Il tire la conclusion selon laquelle «quand on est un jeune, il faut s’adapter aux situations comme le caméléon s’adapte à l’environnement et quand on est garçon, il faut être puissant et dominer comme le Capitaine Ibrahim Traoré.»
Abdoulaye Nabalma est un Burkinabè vivant en Guinée Équatoriale. En séjour au Burkina, nous l’avons rencontré au Musée. Il dit avoir découvert des choses qu’on n’apprend même pas à l’école.
« Les habitats m’ont beaucoup marqué surtout la technicité architecturale utilisée dans la construction. Une technique que nos grands-parents avaient avant même la colonisation», déclare-t-il.
De plus en plus, des visiteurs nationaux
Pour le directeur général du Musée national, Sabari Christian Dao, depuis que le Président du Faso, le Capitaine Ibrahim Traoré, a visité le Musée le 15 mai 2024, Journée des traditions, tout a changé. « Les Burkinabè s’intéressent de plus en plus au Musée national », affirme-t-il.
Les statistiques le prouvent à suffisance, à en croire le directeur général Sabari Christian Dao qui indique qu’en moyenne, sur les 27 000 visiteurs de janvier à août 2024, il y a eu moins de 1 000 visiteurs internationaux et tous les autres sont des nationaux.
Le 15 mai 2024, lors de sa visite au Musée national, le chef de l’Etat expliquait que sa venue au Musée revêt un double symbole pour notre peuple en quête de sa véritable identité, de paix et d’une souveraineté.
Une opportunité saisie par le Capitaine Traoré pour réaffirmer que les valeurs de solidarité et de cohésion sociale se trouvent dans notre culture. « Il faut donc mettre les moyens ici pour vous permettre d’encadrer les plus jeunes pour qu’ils puissent comprendre les fondements mêmes de notre culture », avait-il déclaré.
Il avait aussi ajouté que « nous sommes en temps de guerre (…) Rien que la construction des habitats, certaines communautés ont pensé à ça. Si aujourd’hui nous l’appliquions face à ces hordes (terroristes, ndlr), nous gagnons le combat ».
Il faut donc, selon le chef de l’Etat, repartir puiser ces valeurs à nos sources pour que le Burkina demeure et prospère pour les générations à venir.
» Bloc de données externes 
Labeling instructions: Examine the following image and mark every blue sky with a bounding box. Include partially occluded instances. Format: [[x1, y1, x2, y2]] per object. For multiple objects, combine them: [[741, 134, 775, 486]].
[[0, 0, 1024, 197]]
Pour le ministre en charge de la culture, Jean Emmanuel Ouédraogo, c’est la toute première fois qu’un chef d’Etat visite le Musée national. « C’est également une visite riche en symboles parce que nous sommes dans le Mois du patrimoine burkinabè », a-t-il dit.
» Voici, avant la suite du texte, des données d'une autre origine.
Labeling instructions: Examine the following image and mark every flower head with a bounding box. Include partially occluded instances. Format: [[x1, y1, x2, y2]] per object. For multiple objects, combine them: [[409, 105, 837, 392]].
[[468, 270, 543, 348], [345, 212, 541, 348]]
A ce propos, l’adjoint en gestion du patrimoine culturel du Musée national, Oumar Ouattara dont la mission est d’expliquer les expositions aux visiteurs, apporte des précisions.
« Si je prends l’exemple du samedi 24 août 2024, nous avons enregistré rien que des familles qui viennent librement. Il y a eu 131 personnes. Et cela sans les visites qui étaient programmées en groupes», fait-il savoir.
Ainsi, selon lui, « dans une seule journée de samedi, le Musée reçoit entre 100 à 300 visiteurs.» Le temps de la visite dépend du visiteur, selon Oumar Ouattara qui parle de 45 minutes à 2 heures.
«Quand on est en face des visiteurs qui sont curieux, la visite prend du temps et permet au guide de bien expliquer», renchérit la stagiaire Laré Djetenbé Chancela.